A sequence of functions f_n can "converge to f"
in two genuinely different senses, and the gap between them is where a great deal of analysis lives.
The weaker notion looks at one input at a time; the stronger one controls the whole graph at once.
Pointwise convergence. For each fixed x, the
numbers f_n(x) converge to f(x):
\forall x \;\; \forall \varepsilon > 0 \;\; \exists N \;(\text{depending on } x) : \; n \ge N \Rightarrow |f_n(x) - f(x)| < \varepsilon.
Uniform convergence. One threshold N works for
every x simultaneously. Equivalently, the worst gap over the whole
domain goes to zero:
\|f_n - f\|_\infty = \sup_x |f_n(x) - f(x)| \;\longrightarrow\; 0.
The difference is exactly the order of the quantifiers: in pointwise convergence
N may depend on x; in uniform convergence it may
not. That single swap is what lets limits be exchanged with continuity and integration.
Centrepiece: f_n(x) = x^n on [0,1]
This is the canonical example where pointwise convergence holds but uniform convergence fails — and
the failure produces a discontinuous limit out of perfectly continuous pieces.
Step 1 — find the pointwise limit, point by point.

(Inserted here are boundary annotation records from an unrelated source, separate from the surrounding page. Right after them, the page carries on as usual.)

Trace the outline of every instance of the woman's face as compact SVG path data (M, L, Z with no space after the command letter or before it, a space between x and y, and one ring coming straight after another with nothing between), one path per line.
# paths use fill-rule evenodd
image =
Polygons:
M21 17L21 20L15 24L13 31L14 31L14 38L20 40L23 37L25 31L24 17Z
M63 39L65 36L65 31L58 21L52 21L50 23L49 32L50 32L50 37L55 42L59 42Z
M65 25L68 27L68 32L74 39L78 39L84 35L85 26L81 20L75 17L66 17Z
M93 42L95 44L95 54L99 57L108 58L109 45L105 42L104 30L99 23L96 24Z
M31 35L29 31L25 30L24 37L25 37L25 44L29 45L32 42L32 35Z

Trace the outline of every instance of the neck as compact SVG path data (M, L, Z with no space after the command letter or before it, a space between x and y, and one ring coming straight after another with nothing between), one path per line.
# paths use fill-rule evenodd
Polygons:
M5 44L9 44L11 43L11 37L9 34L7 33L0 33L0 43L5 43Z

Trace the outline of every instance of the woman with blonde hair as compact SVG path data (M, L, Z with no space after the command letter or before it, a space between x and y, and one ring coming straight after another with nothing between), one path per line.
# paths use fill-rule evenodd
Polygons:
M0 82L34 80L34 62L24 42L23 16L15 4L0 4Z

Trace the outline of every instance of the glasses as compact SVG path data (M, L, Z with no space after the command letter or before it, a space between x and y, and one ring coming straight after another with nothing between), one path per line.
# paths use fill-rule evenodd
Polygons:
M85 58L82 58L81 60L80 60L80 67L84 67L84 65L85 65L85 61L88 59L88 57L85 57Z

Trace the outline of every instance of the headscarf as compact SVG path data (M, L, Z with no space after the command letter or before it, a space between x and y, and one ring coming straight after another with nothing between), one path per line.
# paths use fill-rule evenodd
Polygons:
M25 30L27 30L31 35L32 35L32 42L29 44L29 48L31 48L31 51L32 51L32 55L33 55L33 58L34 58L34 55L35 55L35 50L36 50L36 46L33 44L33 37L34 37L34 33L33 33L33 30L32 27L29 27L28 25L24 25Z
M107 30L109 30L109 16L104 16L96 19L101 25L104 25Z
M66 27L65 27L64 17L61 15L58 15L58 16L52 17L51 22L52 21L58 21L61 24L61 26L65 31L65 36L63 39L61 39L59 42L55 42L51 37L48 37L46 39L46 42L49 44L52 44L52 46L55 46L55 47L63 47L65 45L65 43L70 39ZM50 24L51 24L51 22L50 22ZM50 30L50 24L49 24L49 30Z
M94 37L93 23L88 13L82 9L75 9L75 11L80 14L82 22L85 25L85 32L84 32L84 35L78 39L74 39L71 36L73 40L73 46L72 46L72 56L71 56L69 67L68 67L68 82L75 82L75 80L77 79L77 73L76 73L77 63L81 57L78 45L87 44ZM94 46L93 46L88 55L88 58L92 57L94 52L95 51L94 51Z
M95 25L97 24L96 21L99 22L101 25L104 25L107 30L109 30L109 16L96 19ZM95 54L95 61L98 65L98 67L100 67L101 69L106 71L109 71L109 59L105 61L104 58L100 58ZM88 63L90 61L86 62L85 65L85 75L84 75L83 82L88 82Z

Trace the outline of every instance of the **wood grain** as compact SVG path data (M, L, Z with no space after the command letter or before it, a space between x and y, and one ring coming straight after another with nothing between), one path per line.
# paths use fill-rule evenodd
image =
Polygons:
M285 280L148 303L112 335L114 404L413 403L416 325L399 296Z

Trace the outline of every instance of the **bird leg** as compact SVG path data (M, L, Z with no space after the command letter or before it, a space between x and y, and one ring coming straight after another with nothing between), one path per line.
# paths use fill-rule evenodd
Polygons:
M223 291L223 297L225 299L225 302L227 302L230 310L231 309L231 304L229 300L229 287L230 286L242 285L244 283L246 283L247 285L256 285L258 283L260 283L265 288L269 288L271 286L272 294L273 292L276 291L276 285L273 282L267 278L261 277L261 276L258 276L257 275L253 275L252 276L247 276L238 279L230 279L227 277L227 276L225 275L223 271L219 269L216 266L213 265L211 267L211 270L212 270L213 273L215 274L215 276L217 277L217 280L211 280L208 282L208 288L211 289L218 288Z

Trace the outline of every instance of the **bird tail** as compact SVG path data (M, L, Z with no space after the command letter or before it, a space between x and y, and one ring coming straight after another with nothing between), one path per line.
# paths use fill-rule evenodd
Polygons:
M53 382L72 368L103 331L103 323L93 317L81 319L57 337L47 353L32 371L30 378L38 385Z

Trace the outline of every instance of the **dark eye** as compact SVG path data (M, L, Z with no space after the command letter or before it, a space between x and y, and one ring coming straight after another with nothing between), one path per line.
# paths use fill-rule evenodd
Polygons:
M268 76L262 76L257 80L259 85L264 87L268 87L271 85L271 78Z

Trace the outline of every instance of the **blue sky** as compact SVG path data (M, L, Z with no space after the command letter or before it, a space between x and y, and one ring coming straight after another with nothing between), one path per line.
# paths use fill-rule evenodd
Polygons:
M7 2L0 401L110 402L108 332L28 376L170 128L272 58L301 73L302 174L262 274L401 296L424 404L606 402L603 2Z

Split the domain at
x = 1:
0 \le x < 1 \;\Rightarrow\; x^n \to 0, \qquad x = 1 \;\Rightarrow\; 1^n = 1 \to 1.
Step 2 — assemble the limit function. Collecting both cases,
f(x) = \lim_{n\to\infty} x^n = \begin{cases} 0, & 0 \le x < 1, \\ 1, & x = 1. \end{cases}
Each f_n(x) = x^n is continuous, yet the limit
f has a jump at 1 — it is
discontinuous.
Step 3 — measure the worst gap. Is the convergence uniform? Compute the sup-distance
to the limit on [0, 1), where f = 0:
\sup_{0 \le x < 1} |x^n - 0| = \sup_{0 \le x < 1} x^n = 1.

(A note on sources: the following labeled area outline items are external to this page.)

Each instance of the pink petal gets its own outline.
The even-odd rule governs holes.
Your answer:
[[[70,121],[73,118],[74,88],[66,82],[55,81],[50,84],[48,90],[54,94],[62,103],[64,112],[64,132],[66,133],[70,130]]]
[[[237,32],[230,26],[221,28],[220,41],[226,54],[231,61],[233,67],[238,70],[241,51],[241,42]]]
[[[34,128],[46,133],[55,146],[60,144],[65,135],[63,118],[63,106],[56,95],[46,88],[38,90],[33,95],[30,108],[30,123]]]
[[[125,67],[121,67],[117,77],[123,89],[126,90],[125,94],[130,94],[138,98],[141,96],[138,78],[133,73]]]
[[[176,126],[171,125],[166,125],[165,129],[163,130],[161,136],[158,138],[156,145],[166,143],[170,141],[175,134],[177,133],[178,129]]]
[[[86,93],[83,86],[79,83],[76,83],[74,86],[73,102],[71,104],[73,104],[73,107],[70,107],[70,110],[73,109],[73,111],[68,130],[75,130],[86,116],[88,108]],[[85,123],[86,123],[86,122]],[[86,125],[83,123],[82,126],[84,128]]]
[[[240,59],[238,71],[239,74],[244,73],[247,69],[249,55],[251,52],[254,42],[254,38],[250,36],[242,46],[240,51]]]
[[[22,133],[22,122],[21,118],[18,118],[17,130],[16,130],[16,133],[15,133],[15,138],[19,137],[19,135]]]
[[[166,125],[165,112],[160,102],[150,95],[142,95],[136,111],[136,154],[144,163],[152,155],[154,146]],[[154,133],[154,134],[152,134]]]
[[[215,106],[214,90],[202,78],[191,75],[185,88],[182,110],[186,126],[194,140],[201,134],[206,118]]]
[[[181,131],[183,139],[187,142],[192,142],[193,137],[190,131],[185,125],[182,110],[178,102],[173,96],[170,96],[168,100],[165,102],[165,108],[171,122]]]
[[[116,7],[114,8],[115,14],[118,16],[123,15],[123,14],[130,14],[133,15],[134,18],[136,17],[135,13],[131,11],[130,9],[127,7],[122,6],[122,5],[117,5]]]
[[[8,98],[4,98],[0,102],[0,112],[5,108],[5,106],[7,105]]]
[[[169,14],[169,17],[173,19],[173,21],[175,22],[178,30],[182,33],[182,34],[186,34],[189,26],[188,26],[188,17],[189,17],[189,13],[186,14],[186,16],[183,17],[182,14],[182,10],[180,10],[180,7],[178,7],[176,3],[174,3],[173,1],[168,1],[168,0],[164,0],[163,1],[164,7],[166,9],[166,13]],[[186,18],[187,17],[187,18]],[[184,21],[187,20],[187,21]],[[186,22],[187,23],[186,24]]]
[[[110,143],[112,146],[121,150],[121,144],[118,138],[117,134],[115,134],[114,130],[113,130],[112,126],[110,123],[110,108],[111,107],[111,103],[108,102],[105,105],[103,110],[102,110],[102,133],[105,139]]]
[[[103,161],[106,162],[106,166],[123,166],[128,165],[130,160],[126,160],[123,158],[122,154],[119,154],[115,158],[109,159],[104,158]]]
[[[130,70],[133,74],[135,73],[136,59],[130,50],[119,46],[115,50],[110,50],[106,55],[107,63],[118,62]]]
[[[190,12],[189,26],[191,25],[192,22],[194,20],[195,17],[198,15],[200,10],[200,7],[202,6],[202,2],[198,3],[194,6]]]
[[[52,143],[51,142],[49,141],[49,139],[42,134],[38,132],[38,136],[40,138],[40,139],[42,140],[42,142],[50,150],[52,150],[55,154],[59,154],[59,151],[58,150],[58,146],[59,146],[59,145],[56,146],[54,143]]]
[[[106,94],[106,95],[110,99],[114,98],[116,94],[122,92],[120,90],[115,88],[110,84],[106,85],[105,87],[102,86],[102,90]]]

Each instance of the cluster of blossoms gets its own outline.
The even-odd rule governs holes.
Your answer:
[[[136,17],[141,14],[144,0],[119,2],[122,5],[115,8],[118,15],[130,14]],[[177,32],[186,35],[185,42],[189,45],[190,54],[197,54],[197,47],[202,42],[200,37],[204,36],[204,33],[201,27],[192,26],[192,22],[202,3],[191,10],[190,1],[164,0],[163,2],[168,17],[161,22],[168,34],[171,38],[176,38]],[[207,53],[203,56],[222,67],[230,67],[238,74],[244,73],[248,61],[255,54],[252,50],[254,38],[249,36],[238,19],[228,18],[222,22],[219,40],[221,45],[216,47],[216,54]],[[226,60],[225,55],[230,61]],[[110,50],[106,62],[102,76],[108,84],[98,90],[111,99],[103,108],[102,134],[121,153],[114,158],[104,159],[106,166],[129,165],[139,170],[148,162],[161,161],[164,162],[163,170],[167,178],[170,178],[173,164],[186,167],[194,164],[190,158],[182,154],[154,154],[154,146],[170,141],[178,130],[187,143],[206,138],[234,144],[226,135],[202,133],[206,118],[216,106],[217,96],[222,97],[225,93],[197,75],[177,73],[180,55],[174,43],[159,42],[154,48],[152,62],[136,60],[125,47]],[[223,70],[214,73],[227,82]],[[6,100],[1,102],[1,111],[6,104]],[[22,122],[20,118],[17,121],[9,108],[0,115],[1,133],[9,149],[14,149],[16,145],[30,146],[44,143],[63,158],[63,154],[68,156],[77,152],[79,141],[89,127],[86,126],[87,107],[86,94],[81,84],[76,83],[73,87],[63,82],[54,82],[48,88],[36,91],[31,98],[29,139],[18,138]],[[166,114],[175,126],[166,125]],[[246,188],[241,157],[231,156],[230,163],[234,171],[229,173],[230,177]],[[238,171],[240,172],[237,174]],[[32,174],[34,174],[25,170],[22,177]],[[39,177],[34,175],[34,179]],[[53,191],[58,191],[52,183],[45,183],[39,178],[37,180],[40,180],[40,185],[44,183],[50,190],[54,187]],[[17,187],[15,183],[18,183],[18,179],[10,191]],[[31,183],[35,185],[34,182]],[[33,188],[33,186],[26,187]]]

Step 4 — read the verdict. The supremum is 1 for
every n (push x close enough to
1 and x^n is still near
1). So
\|f_n - f\|_\infty = 1 \;\not\to\; 0,
and the convergence is not uniform. The "bad point" simply slides toward
1 as n grows — there is always some
x where f_n hasn't yet settled. Watch this in the
figure below: the curves pin to the floor on the left but rear up to height
1 right before x = 1, no matter how large
n is.
Why it matters. Pointwise convergence let continuity leak away. The
uniform limit theorem says that under uniform convergence this cannot happen:
a uniform limit of continuous functions is continuous. Contrapositively, the moment the limit is
discontinuous — as here — the convergence cannot have been uniform.
Suppose f_n \to f uniformly on a set
S (resp. on [a, b]). Then:
-
Continuity passes to the limit: if each f_n is
continuous, so is f. (The "\tfrac{\varepsilon}{3}
argument": close in n twice and in x once.)
-
Limits and integrals swap: on [a, b],
\lim_{n\to\infty} \int_a^b f_n = \int_a^b \lim_{n\to\infty} f_n = \int_a^b f.

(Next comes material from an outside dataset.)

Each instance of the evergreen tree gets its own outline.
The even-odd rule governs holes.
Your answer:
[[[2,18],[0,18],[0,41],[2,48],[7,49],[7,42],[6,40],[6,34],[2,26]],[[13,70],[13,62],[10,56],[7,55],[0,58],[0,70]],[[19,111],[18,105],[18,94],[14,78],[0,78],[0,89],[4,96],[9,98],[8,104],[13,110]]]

The error is bounded by (b - a)\,\|f_n - f\|_\infty \to 0.
-
Pointwise is not enough: for f_n(x) = x^n on
[0, 1], the pointwise limit is discontinuous, so the convergence is
not uniform — and continuity is lost.
For an infinite series of functions \sum_n g_n(x), checking
uniform convergence by hand is painful. The Weierstrass M-test reduces it to a
single numerical series. If you can dominate each term by a constant,
|g_n(x)| \le M_n \text{ for all } x \in S, \qquad \text{and} \qquad \sum_{n=1}^{\infty} M_n < \infty,
then \sum_n g_n converges uniformly (and absolutely) on
S. The idea: the tail of the function series is squeezed by the tail of the
convergent constant series \sum M_n, which is small independent of
x — exactly the uniform control we need. This is the standard route to
showing a
power series
converges uniformly on any closed disc strictly inside its radius of convergence, so it may be
differentiated and integrated term by term.